Возможно, он плыл навстречу смерти. Неважно. Он знал, что делает, и что должен сделать. Выбора у него не было. Вся его жизнь прошла в ожидании. Вот этого. Этого мига. Всего, чем он был, всего, чем он станет.
Но кто же плыл
Графиня видела его из окна, но сделать ничего не могла. Он плыл не к зеву пещеры, узкий вход в которую уже заградили лодки, но к одной из внешних лестниц, через неравные промежутки поднимавшихся из воды по фасаду замка.
Впрочем, и времени, чтобы следить за его продвижением, у Графини не осталось. Трое пловцов уже бросились в воду, открывая охоту. Теперь, увидев, как первые лодки входят в пещеру, она повернулась спиной к окну и возвратилась в середину комнаты, к огромному глазку, вкруг которого стеснилась группа ее командиров. Пока она приближалась, рослый мужчина, стоявший у дыры в полу на коленях, отвалился назад с окровавленным подбородком. Четыре передних зуба его были выбиты и постукивали вместе с маленьким камушком во рту, голова раненого сотрясалась от боли. Остальные немедля отпрянули от опасной дыры.
И в этот миг Титус вошел в комнату, на каждом шагу оставляя за собой мокрые следы. Явственно видно было, что он измучен жаром и усталостью, что ревущий в нем огонь сделал его неуправляемым. Бледная от природы кожа Титуса пылала. Все особенности тела его казались подчеркнутыми.
Чувство соразмерности, унаследованное им от матери, – способность выглядеть крупней, чем он есть, превышать свой природный размер, бросалось теперь в глаза. Казалось, что в двери вошел не просто Титус Гроан, но некая абстракция, прототип, что даже вода, пропитавшая одежду его, обрела размер героический.

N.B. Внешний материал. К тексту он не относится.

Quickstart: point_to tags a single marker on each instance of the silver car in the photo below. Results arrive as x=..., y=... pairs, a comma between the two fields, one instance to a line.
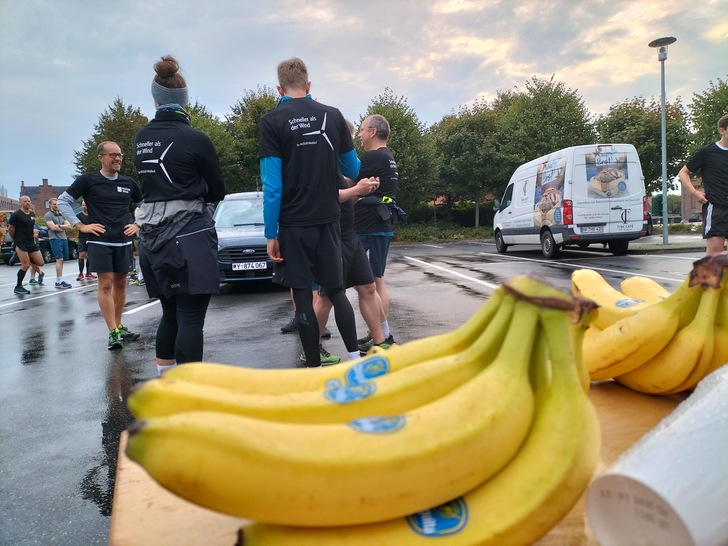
x=242, y=246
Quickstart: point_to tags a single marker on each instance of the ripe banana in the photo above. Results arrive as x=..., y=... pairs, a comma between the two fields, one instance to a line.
x=685, y=359
x=634, y=339
x=643, y=288
x=387, y=395
x=335, y=474
x=516, y=506
x=280, y=381
x=613, y=305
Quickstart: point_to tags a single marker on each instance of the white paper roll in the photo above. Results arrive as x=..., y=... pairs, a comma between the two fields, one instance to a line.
x=671, y=487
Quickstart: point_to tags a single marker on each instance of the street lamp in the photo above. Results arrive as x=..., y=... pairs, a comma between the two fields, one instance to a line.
x=662, y=44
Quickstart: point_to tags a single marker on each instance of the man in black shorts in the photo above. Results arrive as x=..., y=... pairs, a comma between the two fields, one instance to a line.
x=108, y=195
x=21, y=226
x=373, y=221
x=712, y=162
x=303, y=146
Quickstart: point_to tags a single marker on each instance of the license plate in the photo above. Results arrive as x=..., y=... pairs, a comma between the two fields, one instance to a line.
x=249, y=265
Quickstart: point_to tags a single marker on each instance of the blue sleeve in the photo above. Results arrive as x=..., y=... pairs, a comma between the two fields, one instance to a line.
x=270, y=174
x=349, y=164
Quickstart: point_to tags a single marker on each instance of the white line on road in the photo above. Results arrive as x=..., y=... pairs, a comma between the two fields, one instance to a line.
x=451, y=272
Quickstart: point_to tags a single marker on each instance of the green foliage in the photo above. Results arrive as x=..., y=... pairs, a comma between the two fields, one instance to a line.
x=118, y=123
x=639, y=123
x=244, y=126
x=706, y=109
x=410, y=145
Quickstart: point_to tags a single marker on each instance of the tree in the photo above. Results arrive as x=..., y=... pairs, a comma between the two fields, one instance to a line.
x=118, y=123
x=244, y=126
x=639, y=123
x=410, y=146
x=222, y=138
x=542, y=119
x=705, y=111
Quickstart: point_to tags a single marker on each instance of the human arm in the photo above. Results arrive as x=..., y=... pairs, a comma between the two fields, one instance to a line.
x=272, y=178
x=687, y=184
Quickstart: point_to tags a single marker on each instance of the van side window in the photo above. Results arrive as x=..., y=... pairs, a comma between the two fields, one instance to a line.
x=507, y=197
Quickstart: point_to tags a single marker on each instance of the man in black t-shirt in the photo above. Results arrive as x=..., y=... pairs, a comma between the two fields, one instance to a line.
x=712, y=162
x=373, y=221
x=108, y=195
x=303, y=145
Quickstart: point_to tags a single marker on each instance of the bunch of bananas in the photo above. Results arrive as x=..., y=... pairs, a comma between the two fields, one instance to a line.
x=653, y=341
x=488, y=441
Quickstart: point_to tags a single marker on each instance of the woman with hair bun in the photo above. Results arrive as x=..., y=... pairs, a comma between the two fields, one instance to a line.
x=180, y=176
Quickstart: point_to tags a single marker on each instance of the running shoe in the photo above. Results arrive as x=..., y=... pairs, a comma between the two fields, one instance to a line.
x=327, y=359
x=114, y=340
x=386, y=344
x=292, y=326
x=125, y=334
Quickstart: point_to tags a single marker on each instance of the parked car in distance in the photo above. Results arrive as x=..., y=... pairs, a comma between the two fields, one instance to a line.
x=242, y=246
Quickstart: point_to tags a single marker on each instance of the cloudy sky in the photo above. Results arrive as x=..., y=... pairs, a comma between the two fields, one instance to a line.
x=62, y=63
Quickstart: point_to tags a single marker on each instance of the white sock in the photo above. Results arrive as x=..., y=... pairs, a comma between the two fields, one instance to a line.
x=162, y=369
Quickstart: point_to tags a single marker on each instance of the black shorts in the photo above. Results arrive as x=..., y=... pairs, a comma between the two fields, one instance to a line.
x=357, y=271
x=109, y=259
x=377, y=248
x=27, y=247
x=310, y=254
x=715, y=221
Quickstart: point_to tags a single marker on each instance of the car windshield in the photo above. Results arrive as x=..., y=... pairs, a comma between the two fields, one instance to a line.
x=239, y=212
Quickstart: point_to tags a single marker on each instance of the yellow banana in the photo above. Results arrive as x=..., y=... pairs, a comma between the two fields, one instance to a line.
x=365, y=471
x=516, y=506
x=279, y=381
x=633, y=340
x=682, y=363
x=643, y=288
x=613, y=305
x=387, y=395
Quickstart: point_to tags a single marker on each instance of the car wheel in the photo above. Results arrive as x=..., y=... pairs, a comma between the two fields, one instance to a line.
x=549, y=248
x=500, y=246
x=618, y=248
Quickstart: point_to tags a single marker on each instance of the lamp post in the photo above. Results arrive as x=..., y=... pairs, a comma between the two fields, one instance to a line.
x=661, y=44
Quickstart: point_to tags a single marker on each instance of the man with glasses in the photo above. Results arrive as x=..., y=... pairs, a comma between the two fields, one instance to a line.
x=108, y=195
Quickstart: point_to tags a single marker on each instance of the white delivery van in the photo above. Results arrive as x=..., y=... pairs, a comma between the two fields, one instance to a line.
x=576, y=196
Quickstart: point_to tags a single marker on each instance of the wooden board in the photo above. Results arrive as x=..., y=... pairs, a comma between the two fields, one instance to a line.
x=145, y=513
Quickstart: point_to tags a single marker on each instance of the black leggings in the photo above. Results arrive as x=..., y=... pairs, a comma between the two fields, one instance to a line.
x=179, y=334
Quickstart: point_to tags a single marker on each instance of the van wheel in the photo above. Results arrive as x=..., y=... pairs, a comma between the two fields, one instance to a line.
x=500, y=246
x=618, y=248
x=549, y=248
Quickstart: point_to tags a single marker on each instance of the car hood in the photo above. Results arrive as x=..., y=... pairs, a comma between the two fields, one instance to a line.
x=241, y=235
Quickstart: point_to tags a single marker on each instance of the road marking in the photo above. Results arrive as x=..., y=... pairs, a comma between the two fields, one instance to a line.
x=451, y=272
x=575, y=266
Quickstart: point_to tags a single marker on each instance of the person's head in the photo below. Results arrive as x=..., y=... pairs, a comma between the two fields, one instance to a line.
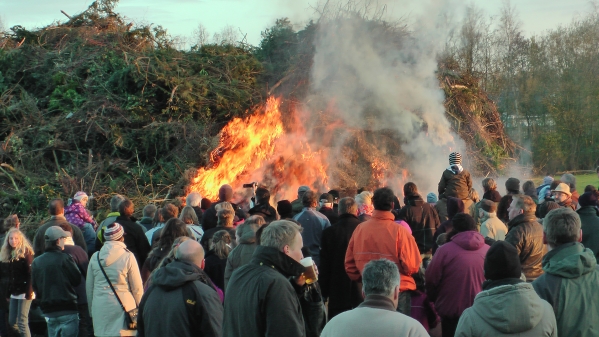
x=512, y=185
x=55, y=236
x=309, y=199
x=114, y=232
x=193, y=199
x=521, y=204
x=225, y=193
x=190, y=251
x=221, y=244
x=410, y=189
x=570, y=180
x=348, y=206
x=126, y=208
x=262, y=196
x=225, y=218
x=285, y=236
x=168, y=212
x=502, y=261
x=489, y=184
x=561, y=226
x=56, y=207
x=189, y=216
x=561, y=193
x=382, y=200
x=381, y=277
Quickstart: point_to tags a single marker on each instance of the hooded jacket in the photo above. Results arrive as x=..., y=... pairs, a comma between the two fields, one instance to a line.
x=423, y=220
x=508, y=310
x=261, y=301
x=122, y=270
x=167, y=291
x=456, y=273
x=570, y=285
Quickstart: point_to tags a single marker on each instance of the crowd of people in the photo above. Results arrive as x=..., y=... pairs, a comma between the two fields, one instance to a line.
x=521, y=264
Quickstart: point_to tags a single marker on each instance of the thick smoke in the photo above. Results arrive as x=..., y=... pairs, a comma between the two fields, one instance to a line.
x=383, y=76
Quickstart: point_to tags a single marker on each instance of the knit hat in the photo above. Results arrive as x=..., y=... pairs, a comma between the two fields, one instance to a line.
x=488, y=206
x=54, y=233
x=463, y=222
x=587, y=199
x=512, y=184
x=455, y=158
x=113, y=232
x=564, y=188
x=502, y=261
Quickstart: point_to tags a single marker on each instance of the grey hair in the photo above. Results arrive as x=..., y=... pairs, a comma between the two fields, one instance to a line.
x=115, y=202
x=348, y=205
x=562, y=225
x=380, y=277
x=279, y=234
x=193, y=199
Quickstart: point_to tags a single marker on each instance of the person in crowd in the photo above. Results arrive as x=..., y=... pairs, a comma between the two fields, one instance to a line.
x=81, y=260
x=421, y=217
x=455, y=274
x=57, y=218
x=589, y=220
x=188, y=216
x=17, y=254
x=381, y=237
x=570, y=180
x=512, y=186
x=265, y=283
x=526, y=234
x=325, y=205
x=54, y=276
x=113, y=265
x=297, y=205
x=245, y=235
x=225, y=194
x=365, y=208
x=226, y=216
x=167, y=212
x=184, y=288
x=571, y=276
x=216, y=258
x=376, y=316
x=507, y=306
x=77, y=214
x=343, y=293
x=563, y=196
x=313, y=223
x=173, y=229
x=454, y=206
x=491, y=226
x=263, y=207
x=147, y=221
x=285, y=210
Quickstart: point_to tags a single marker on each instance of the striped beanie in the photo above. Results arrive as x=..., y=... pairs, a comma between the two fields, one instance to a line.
x=455, y=158
x=113, y=232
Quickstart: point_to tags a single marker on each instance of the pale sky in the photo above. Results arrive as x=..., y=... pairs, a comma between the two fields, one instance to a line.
x=181, y=17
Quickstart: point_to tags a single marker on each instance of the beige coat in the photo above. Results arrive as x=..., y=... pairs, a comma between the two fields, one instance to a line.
x=122, y=270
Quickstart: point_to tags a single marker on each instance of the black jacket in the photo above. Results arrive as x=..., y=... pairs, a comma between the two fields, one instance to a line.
x=261, y=300
x=343, y=293
x=423, y=220
x=54, y=277
x=201, y=315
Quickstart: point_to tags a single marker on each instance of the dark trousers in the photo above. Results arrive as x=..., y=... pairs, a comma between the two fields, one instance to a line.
x=448, y=326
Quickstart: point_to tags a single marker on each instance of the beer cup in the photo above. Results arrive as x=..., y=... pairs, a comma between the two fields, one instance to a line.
x=310, y=270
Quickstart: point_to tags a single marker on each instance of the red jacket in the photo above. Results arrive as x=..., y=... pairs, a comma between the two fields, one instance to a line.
x=378, y=238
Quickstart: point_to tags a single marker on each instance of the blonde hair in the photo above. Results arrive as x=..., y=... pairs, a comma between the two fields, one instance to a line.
x=9, y=254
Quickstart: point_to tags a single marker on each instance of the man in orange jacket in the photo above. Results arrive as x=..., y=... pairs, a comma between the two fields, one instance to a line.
x=382, y=238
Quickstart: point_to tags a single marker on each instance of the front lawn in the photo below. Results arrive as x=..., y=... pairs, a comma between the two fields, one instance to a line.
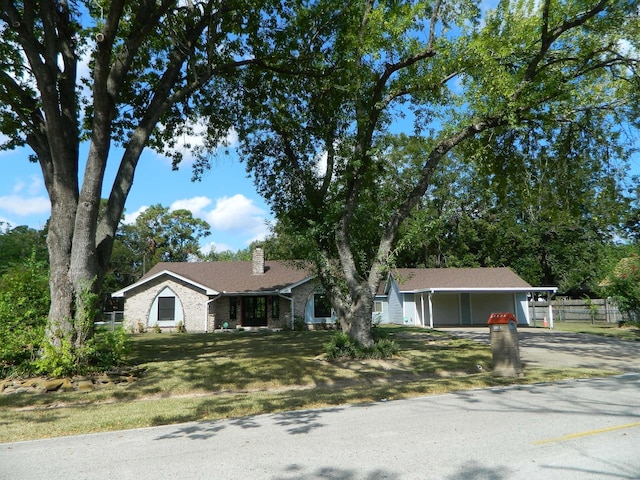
x=189, y=377
x=625, y=332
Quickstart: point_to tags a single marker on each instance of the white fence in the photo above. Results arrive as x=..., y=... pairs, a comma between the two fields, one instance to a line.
x=110, y=320
x=598, y=310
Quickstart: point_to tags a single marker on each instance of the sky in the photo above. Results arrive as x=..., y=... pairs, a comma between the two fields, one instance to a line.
x=225, y=198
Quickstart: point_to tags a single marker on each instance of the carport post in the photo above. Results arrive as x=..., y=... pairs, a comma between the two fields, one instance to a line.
x=430, y=310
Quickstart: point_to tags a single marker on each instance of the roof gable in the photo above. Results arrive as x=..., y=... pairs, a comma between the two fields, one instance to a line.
x=458, y=279
x=228, y=277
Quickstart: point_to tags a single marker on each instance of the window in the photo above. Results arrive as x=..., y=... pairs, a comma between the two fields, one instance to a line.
x=321, y=306
x=254, y=311
x=275, y=307
x=166, y=309
x=233, y=308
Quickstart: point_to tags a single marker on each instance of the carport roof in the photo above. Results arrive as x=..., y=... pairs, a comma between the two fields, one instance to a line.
x=460, y=279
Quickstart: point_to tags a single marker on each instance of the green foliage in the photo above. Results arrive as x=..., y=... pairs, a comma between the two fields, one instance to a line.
x=24, y=303
x=101, y=353
x=342, y=345
x=19, y=243
x=624, y=286
x=158, y=235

Черты его лица, скорей резковатые, стали еще резче и проще. Дрожащая от волнения нижняя губа, отвисала, как у ребенка. Но светлый взгляд, почти всегда угрюмо уклончивый, сверкал теперь не только от жара, но и от вожделения мести – встречаться с ним было совсем не приятно, – и в то же самое время леденел от решимости доказать, что владелец его – мужчина.
Он видел распад своего сокровенного мира. Видел его фигуры в деле. Пришла пора и ему выйти под свет софитов. Был ли он Графом Горменгаст? Был ли семьдесят седьмым? Нет, именем молнии, что убила ее! Он был Первым – человеком на утесе, освещенным факелом мира! И весь он был здесь – ничто не оставлено позади, ни мозг, ни сердце, ни дух – личность в своем праве – человек с ногами, с руками, с чреслами, с головой, с глазами и зубами.
Словно слепой, подошел он к окну. Он не кивнул матери. Он предал ее. Что же, пусть теперь смотрит – вот он! Пусть теперь смотрит!
Титус, еще выпрастываясь из куртки и бросаясь в воду, сознавал, что устремляется к единственной блистающей в его разуме цели. Для опасений места в нем не осталось. Он знал, что только ему назначено обрушиться на олицетворение всяческой власти – на Стирпайка, холодного, рассудочного зверя, – и только он, Титус, должен прикончить его. Оружием Титуса был короткий и гладкий нож. Он уже обмотал тряпкой его рукоять. Он стоял у окна, стиснув обеими руками подоконник, и озирал фантастическую, залитую светом факелов сцену. Дождь перестал, и ветер, до сей поры такой шумный, с удивительной внезапностью стих. Высоко на северо-востоке луна выпуталась из удушливых облаков.
Подобие пепельного света накрыло Горменгаст, на залив опустилось безмолвие, нарушаемое только плеском воды о стены: ветер хоть и прекратился, но напор воды не унялся.
Титус не мог бы сказать, почему он стоит здесь. Может быть, потому, что подойти к беглецу ближе ему все равно не удалось бы, – затопленное окно отвергало его, а круглое отверстие в полу охранялось. Здесь, вдали от своей стражи, он, по крайней мере, был близок к человеку, которого собирался убить. Но и не только. Он знал: роль, что выпала ему, – не роль зрителя. Знал: люди-загонщики, как бы ни были они вооружены, – не соперники загнанному ими лукавому зверю. И не верил, что можно одним лишь численным превосходством одолеть изверга, столь увертливого и изобретательного.